No Trespassing

Intrusion detection solutions still play a crucial part in a layered network security plan.

Increased complexity of networks, access to the Internet, and computer literacy have necessitated that network security vendors offer users a technology for detecting network breaches. Begun in the 1980s as a series of government projects, intrusion detection software quickly matured and crossed over to the commercial market. By February 2000 there were numerous commercial IDS offered as part of a layered security approach.

Intrusion detection systems monitor, detect and respond to unauthorized network activity. In order to do this, IDS use policies to define certain events that will trigger an alert if detected. While some IDS only issue an alert, there are systems that respond automatically by logging off the perpetrator, disabling the user account, or launching scripts. IDS tools act as a complement to firewalls. They allow for the complete supervision of networks and ensure that there will be information available to help determine the nature of the security incident and its source.

According to GFI CEO Nick Galea, "As part of an organization's security practices and policies, it is important for companies to be aware, in real time, of unauthorized access and/or any attempts of this, be it from internal or external sources. It is essential for administrators to have a product in place that immediately notifies them in cases of critical network events as they occur, as this enables them to take immediate action."

Types of Attacks
There are three types of network attacks. In a reconnaissance attack or scan, the intruder will find out as much about the system as possible. In an exploits attack, the intruder takes advantage of bugs or vulnerabilities in order to gain access to the system. In a denial of service (DoS) attack, the intruder vandalizes the system so that it becomes unavailable to legitimate users.

Many network incidents inside the network occur by error, attempts of authorized users to go beyond their authorization, and disgruntled employees. However, attacks do come from outside the network. These attacks generally take the form of denial-of-service attacks.
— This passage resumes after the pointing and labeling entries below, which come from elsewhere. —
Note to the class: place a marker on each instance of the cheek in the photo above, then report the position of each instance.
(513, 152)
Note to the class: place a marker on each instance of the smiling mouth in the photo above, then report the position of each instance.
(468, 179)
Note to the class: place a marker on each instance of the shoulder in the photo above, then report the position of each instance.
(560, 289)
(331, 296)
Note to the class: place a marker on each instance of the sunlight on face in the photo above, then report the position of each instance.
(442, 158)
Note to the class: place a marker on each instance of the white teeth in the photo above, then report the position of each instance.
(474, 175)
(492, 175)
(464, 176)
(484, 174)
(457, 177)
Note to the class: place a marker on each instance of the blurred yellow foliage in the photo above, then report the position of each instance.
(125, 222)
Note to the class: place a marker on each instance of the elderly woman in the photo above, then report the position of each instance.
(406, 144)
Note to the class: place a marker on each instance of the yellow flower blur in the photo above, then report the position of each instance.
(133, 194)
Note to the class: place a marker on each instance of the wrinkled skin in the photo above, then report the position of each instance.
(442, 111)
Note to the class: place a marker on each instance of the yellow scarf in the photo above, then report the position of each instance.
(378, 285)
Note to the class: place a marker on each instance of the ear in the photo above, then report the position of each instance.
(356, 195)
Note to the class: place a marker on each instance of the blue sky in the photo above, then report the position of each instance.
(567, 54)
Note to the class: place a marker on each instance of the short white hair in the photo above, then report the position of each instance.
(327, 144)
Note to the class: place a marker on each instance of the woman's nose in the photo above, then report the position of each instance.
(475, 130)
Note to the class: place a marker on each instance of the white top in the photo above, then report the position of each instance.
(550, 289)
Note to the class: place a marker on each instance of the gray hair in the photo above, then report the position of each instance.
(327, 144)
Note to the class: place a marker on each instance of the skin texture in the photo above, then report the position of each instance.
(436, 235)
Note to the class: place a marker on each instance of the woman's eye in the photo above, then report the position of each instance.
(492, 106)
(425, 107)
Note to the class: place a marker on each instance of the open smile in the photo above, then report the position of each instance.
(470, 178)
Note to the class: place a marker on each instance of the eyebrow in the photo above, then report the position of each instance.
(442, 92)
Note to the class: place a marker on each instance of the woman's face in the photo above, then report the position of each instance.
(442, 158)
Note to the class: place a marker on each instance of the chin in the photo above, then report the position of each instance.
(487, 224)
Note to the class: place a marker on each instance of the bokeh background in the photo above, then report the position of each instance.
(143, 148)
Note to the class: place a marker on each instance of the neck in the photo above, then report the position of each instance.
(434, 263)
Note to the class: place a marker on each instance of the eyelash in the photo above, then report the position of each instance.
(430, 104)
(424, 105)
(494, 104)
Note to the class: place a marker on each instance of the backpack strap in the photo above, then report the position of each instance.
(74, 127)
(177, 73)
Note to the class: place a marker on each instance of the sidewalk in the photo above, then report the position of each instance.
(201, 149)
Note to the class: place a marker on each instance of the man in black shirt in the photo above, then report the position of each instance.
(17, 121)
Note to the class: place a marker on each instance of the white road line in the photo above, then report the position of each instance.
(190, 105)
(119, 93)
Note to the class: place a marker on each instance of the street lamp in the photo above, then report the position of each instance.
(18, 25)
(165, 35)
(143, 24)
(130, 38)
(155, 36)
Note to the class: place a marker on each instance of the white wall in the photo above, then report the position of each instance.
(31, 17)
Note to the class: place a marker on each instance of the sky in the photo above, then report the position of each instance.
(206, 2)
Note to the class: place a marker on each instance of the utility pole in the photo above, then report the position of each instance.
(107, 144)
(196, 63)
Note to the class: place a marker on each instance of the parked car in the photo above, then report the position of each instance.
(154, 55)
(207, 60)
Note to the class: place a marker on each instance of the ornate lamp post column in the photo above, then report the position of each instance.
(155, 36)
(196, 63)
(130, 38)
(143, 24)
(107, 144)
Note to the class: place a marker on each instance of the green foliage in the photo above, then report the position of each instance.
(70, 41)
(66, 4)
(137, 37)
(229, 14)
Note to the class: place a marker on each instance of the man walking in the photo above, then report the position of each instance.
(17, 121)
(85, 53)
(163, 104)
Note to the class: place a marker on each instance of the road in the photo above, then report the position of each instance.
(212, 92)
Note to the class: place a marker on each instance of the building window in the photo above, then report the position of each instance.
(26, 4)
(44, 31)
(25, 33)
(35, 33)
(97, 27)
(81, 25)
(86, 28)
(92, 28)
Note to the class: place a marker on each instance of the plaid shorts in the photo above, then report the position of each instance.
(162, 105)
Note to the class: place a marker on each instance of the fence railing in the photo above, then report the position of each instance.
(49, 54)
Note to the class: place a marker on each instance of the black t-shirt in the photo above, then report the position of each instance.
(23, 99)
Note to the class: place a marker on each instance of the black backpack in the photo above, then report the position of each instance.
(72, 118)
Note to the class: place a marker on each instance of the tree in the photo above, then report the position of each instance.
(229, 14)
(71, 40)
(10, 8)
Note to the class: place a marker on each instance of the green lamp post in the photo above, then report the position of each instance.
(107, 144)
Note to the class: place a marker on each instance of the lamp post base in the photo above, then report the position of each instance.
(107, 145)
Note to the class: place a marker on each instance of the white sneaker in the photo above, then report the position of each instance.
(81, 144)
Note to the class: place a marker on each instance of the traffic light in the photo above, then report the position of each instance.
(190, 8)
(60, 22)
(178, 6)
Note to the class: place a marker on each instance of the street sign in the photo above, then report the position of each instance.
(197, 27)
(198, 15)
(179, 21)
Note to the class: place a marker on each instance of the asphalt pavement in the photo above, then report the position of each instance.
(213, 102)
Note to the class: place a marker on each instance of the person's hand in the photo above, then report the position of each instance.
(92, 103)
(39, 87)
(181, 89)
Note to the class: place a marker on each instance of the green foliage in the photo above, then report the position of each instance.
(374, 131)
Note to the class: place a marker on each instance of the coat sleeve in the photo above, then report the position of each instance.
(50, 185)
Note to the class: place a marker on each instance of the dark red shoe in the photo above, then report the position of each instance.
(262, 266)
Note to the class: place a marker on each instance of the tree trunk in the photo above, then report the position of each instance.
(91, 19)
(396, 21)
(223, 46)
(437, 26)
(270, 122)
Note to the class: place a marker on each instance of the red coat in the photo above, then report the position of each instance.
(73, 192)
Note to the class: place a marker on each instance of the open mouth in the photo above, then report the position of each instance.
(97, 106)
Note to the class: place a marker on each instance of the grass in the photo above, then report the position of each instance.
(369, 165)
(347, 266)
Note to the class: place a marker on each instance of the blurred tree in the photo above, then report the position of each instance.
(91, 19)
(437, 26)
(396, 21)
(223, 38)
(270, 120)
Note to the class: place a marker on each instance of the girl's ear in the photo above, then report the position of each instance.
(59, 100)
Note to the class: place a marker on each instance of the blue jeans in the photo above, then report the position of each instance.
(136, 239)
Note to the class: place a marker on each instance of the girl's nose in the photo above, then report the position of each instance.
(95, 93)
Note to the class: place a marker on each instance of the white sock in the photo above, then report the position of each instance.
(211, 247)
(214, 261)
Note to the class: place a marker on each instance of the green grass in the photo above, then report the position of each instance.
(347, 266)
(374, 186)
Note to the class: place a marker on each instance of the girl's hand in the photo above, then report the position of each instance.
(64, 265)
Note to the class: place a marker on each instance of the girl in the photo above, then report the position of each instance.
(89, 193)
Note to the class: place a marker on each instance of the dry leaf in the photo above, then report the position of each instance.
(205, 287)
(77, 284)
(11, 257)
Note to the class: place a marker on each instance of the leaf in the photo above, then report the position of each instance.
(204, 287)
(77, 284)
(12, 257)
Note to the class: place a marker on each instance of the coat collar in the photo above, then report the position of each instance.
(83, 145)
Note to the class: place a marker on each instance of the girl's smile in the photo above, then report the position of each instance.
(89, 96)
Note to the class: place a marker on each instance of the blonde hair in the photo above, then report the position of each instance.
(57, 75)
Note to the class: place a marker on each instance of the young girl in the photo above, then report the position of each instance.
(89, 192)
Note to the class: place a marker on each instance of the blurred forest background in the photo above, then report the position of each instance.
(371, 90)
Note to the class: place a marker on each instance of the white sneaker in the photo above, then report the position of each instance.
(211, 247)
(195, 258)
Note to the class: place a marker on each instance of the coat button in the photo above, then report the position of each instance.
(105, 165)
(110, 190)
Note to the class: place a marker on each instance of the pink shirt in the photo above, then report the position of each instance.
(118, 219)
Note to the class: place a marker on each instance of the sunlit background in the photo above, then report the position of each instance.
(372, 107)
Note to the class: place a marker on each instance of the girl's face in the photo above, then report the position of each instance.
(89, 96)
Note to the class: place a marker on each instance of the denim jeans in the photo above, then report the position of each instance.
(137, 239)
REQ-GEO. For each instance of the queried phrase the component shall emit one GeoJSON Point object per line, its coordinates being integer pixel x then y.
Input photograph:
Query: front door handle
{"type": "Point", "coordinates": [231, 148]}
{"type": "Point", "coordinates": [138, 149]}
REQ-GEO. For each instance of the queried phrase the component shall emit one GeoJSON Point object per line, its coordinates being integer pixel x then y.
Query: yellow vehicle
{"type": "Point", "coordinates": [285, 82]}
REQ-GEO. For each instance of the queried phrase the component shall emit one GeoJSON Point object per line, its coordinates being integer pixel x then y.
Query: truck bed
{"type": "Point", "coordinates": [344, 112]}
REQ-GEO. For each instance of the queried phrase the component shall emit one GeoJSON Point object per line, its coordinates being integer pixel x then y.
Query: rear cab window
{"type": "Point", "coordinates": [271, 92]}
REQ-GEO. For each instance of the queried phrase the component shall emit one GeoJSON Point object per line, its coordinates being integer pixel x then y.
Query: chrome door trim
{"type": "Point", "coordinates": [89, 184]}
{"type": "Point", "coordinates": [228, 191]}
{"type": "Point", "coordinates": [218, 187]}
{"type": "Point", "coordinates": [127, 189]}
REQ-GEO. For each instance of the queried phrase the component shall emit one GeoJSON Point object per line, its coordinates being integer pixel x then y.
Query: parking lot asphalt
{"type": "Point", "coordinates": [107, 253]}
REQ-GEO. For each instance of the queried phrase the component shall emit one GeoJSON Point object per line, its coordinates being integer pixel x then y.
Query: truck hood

While IDS can be used in conjunction with firewalls, a firewall regulates and controls the flow of information into and out of a network and attempts to prevent an intruder from entering a network. Prevention is also what an intrusion prevention system provides, since instead of just reporting incidents while or after they occur, an IPS has software that attempts to prevent the incident from occurring.

Five years ago, there were many IDS vendors and products, and the market flourished. Now, due to spin-offs, mergers and acquisitions, there are fewer IDS vendors. The growing trend is migration toward the more sophisticated intrusion prevention systems, which provide prevention as well as detection in one system or device.

The increased popularity of IPShas raised some controversy regarding whether IDS are still important. Robert Geiger, senior director of products development for Network Security Solutions at Symantec, said, "Symantec recommends that IDS be part of a total security architecture. Enterprises want to block (or protect against) many threats but still will want to record and report on threats they do not block automatically. Thus, there will always be a place for IDS."

Attendees at the 2004 InfoSecurity Conference & Exhibits in New York City supported this statement. According to a senior vice president at JPMorgan Chase, "The demise of IDS has been exaggerated. Right now, changing over to IPS is unfeasible, inefficient and not very cost-effective for many companies that already have IDS and other security products."

An IT director at New York University Medical Center agreed, saying, "If a company has already invested time and money in an IDS that works well and is integrated with their other security products, they'll want to keep the existing IDS because it's part of the security system that they've already cost-justified and implemented. Even with the increasing security awareness, it's hard to cost justify getting rid of existing security that works and replacing it with a better mousetrap, especially in a tight economy."